En el acumulado anual, el IPIB sube 16,1%, mientras que el IPP alcanza 16,6%.
El riesgo de pass-through
Con el dólar oficial prácticamente clavado en el techo de la banda, el mercado advierte que el traslado a precios minoristas (pass-through) puede acelerarse. La experiencia de los últimos meses mostró que, aunque parte de la devaluación fue contenida en los márgenes de las empresas, tarde o temprano se filtra al IPC.
La preocupación es que el IPIM ya corre al 22,1% interanual, mientras que el IPC sigue rezagado, lo que abre espacio para que la inflación de consumo repunte en los próximos meses.

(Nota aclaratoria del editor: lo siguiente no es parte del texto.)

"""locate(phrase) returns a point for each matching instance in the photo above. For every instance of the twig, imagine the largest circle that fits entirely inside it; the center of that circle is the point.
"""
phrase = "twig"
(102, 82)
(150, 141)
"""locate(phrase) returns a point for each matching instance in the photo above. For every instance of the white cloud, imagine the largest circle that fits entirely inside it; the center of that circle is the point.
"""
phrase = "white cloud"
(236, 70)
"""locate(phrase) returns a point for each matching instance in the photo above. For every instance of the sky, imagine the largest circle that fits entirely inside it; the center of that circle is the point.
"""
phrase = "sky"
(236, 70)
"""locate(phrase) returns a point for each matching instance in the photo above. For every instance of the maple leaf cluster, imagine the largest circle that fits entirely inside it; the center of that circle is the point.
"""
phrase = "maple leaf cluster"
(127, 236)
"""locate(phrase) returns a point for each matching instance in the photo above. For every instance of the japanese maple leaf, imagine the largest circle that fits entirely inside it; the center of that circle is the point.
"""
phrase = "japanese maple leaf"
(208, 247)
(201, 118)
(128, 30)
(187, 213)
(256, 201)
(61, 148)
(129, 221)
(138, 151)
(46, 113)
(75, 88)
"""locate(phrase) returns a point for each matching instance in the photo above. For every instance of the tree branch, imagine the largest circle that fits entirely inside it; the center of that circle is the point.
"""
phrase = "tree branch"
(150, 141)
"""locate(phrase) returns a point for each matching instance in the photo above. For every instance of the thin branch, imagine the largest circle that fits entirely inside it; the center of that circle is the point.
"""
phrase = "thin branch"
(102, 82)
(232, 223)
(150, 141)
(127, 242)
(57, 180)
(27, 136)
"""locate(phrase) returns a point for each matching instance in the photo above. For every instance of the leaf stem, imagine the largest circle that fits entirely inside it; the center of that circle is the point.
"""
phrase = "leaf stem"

El índice que Milei mira como “anticipado”
El presidente Javier Milei repite en sus discursos que el IPIM funciona como un indicador adelantado del IPC. Durante un evento en la Bolsa de Comercio de Buenos Aires, el mandatario recordó que “recurrentemente solemos trabajar con lo que es el índice de precios mayoristas, porque es anticipado. Entonces, como va anticipado, se puede ver con mayor claridad y ahí pasamos de niveles del 54% mensual a niveles de deflación, o sea, después de cerca de 17 años tuvimos un dato de deflación. Con lo cual, pasamos de niveles que anualizado estaban en torno al 17.000%”.
La suba de agosto, entonces, representa una mala noticia para la Casa Rosada. No solo porque rompe con la narrativa de desaceleración que el Gobierno busca consolidar, sino porque anticipa un posible rebote inflacionario que tarde o temprano podría trasladarse al consumo masivo.
¿Un golpe al relato antiinflacionario?
Durante sus presentaciones públicas, Milei insiste en que el IPIM es el termómetro más fiel de su estrategia antiinflacionaria. Incluso celebró meses atrás haber mostrado un dato de deflación en este índice, después de casi dos décadas.
Sin embargo, la aceleración de agosto marca un punto de inflexión incómodo: el índice que el propio Presidente eligió como referencia volvió a mostrar presión alcista.
Con el consumo todavía débil y la actividad en retroceso, la incógnita es cuánto de este salto mayorista se trasladará a los precios de góndola. Lo cierto es que, en la previa a las elecciones de octubre, la estadística vuelve a exponer las tensiones de la política económica y deja al Gobierno con menos margen para sostener su relato de “inflación en baja”.